Abortion seekers in Texas have long crossed the border into Mexico, where misoprostol is sold on the streets and over the counter in pharmacies for a fraction of what a medical abortion costs at a clinic. Texas-based abortion funds like the Frontera Fund, which help people pay for abortion in a state where Medicaid doesn’t cover it, have always known their services were nowhere near enough to meet everyone’s needs. .
“Even with our help, people couldn’t afford to have abortions because it’s expensive and it’s much easier to get the drugs in Mexico and do it yourself,” he said. Zaena Zamora, Executive Director of Frontera Fund.

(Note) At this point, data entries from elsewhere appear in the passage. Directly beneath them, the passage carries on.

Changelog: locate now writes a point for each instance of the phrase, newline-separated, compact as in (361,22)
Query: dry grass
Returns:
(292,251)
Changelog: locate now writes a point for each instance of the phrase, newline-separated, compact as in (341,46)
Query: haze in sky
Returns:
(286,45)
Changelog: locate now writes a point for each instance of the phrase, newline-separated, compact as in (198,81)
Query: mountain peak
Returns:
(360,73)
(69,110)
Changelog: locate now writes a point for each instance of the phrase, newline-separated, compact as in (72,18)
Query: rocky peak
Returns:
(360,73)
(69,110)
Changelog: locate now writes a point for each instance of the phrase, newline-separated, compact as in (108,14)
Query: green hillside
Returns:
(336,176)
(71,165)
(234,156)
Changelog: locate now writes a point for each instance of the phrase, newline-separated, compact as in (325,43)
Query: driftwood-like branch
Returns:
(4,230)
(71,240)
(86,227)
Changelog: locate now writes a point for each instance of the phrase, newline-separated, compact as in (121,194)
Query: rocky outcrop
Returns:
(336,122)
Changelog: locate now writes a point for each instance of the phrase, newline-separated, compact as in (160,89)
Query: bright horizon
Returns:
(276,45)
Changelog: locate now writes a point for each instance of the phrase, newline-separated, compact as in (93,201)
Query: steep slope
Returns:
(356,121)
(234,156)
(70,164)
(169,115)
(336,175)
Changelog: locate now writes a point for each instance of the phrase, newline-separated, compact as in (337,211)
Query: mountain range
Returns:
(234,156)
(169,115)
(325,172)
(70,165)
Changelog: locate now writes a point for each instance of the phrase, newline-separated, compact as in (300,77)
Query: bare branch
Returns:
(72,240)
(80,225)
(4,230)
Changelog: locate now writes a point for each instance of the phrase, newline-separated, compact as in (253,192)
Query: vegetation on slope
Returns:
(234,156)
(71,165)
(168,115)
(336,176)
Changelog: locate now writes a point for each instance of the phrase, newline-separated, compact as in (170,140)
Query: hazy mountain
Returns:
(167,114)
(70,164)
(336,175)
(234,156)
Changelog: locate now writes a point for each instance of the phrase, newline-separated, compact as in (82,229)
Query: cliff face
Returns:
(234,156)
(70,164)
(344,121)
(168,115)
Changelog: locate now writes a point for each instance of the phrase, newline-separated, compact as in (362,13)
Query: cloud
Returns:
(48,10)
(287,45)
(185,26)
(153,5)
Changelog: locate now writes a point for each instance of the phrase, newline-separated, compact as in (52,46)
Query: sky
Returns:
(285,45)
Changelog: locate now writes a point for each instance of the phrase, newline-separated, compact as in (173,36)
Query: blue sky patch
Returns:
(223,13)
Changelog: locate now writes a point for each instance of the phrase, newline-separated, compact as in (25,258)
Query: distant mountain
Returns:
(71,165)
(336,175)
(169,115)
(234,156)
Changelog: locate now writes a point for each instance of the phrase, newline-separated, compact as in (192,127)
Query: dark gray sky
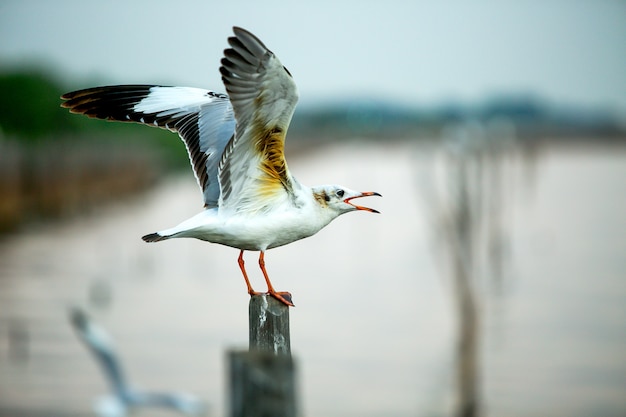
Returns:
(416,52)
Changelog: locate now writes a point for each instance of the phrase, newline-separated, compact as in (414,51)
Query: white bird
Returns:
(236,147)
(124,398)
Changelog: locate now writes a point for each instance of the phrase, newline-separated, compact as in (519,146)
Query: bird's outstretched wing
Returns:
(203,119)
(253,172)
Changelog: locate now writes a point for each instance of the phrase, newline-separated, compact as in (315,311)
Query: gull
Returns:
(125,398)
(235,143)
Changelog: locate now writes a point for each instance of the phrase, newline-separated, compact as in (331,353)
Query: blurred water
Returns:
(373,330)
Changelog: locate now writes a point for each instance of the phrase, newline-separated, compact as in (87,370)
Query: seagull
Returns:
(125,398)
(235,143)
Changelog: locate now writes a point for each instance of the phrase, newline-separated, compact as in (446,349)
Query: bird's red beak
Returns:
(365,194)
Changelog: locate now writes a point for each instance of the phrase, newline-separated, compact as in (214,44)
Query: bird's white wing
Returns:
(253,173)
(203,119)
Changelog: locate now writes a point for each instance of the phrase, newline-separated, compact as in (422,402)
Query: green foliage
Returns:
(29,105)
(31,113)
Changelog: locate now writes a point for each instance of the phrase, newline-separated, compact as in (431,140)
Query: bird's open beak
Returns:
(365,194)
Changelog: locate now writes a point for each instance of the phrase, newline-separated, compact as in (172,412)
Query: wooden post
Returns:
(269,325)
(262,379)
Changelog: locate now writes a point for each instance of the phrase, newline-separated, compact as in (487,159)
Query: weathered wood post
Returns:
(262,379)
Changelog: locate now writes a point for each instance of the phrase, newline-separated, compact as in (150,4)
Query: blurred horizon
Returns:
(491,284)
(410,53)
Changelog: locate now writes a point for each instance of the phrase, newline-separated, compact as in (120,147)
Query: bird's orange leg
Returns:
(245,275)
(283,296)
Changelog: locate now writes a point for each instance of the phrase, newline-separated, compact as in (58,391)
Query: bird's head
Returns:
(339,199)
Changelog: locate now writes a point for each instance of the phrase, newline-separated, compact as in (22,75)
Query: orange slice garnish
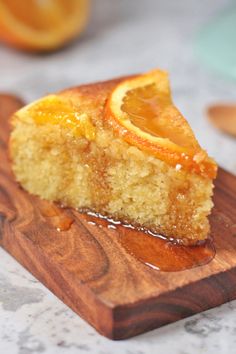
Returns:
(140,109)
(56,110)
(41,25)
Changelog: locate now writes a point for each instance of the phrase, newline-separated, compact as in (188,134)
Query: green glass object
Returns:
(216,43)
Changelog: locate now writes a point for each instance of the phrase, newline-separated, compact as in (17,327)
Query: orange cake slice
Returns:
(119,148)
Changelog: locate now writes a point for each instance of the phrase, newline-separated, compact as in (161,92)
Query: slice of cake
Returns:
(119,148)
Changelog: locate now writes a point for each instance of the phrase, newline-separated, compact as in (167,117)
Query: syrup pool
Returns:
(56,215)
(155,250)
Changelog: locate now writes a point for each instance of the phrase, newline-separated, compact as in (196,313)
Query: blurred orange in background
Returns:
(41,25)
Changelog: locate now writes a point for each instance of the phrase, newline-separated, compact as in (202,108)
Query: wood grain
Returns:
(87,268)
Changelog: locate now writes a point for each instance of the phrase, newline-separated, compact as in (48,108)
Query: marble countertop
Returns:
(123,37)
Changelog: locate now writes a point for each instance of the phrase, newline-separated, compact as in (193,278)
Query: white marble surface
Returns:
(124,36)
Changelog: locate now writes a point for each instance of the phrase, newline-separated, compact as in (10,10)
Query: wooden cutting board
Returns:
(89,270)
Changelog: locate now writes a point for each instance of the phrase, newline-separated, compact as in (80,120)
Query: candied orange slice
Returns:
(140,109)
(57,110)
(41,25)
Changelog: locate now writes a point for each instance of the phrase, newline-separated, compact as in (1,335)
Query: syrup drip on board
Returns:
(155,250)
(152,249)
(57,215)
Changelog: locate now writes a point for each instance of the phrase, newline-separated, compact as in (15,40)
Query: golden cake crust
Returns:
(106,174)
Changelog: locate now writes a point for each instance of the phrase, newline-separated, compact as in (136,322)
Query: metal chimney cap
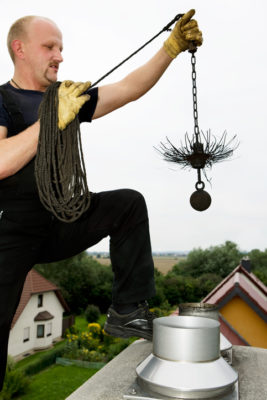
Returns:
(192,339)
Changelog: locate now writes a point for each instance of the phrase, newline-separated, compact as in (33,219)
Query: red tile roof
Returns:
(36,283)
(246,281)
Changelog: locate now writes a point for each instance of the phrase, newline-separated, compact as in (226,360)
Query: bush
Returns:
(92,313)
(45,361)
(15,382)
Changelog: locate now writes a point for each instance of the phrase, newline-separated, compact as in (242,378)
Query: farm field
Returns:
(163,264)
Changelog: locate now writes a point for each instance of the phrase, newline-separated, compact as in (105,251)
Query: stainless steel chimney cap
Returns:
(192,339)
(186,360)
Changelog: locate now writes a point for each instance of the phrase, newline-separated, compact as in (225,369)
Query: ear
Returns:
(18,48)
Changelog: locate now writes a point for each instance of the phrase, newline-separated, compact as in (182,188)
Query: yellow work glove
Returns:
(70,101)
(183,34)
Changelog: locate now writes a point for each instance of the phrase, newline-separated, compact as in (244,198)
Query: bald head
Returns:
(19,30)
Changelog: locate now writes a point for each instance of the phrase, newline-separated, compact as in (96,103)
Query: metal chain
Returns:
(194,91)
(166,28)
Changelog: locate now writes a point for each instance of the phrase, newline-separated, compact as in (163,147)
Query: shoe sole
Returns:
(124,333)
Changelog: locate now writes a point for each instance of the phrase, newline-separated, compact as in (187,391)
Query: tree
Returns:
(219,260)
(82,281)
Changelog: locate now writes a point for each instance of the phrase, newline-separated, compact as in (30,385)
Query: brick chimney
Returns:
(245,262)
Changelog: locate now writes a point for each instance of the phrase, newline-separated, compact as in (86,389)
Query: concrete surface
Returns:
(113,380)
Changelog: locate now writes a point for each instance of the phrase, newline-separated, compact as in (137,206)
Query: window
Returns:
(40,300)
(49,329)
(26,334)
(40,331)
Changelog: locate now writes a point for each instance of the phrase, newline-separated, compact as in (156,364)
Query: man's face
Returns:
(42,51)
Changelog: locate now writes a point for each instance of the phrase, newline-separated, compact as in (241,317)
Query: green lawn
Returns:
(34,357)
(81,324)
(57,382)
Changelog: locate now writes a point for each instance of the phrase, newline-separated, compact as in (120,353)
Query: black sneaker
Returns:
(137,323)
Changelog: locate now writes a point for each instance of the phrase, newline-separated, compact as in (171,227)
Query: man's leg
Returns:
(121,214)
(20,236)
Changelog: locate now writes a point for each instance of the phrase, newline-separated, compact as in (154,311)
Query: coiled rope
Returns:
(59,165)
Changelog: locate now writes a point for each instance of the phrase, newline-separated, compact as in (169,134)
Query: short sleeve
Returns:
(4,117)
(87,111)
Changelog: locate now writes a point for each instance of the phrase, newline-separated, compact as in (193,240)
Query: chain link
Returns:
(194,91)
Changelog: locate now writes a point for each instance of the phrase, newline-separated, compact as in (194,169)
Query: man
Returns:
(29,234)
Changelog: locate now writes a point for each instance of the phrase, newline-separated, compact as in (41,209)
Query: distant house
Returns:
(38,319)
(242,301)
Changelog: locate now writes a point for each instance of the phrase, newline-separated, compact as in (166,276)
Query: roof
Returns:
(247,282)
(43,316)
(35,283)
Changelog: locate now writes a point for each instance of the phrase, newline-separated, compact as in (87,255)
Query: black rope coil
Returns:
(59,165)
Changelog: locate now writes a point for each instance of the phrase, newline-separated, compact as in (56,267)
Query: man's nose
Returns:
(58,56)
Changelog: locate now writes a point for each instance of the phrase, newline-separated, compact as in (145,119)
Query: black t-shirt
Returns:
(29,102)
(22,186)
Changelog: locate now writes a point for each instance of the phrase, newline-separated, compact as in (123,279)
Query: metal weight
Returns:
(200,200)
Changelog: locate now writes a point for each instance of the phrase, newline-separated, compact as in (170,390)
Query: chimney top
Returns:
(245,262)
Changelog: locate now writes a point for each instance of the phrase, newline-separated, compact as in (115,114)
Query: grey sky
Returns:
(231,81)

The potential of misoprostol as a self-directed abortion drug was not discovered by doctors, but by women who needed to terminate pregnancies in countries where abortion was illegal. When it hit the market as a medicine for ulcers in the 1980s with the warning that it could cause miscarriage, it didn’t take long for Brazilian women to realize what it meant. Hundreds of thousands of people used the pills to circumvent Brazil’s abortion ban before the country restricted its sale in 1991. At that time, misoprostol use had spread worldwide.
In Mexico, dozens of support groups guide people through the process of managing their own abortions with misoprostol, as I wrote for The New Republic Last year. The largest and most prominent of these groups, Las Libres, has helped 20,000 women abort themselves since its launch in 2000, about half of them during the pandemic alone, according to founder Verónica Cruz. While Las Libres operates openly, protected by its high profile, more than 3,600 people across Mexico have been reported and 172 people imprisoned for the crime of abortion from 2010 to 2020, according to data from the Mexican advocacy group reproductive rights IWRM, cited for the first time. by Reuters. Many more have been charged with crimes like infanticide or homicide for miscarriages or stillbirths – a possibility that remains, even after Mexico’s Supreme Court ruled that abortion could no longer be prosecuted as a crime. Cruz said.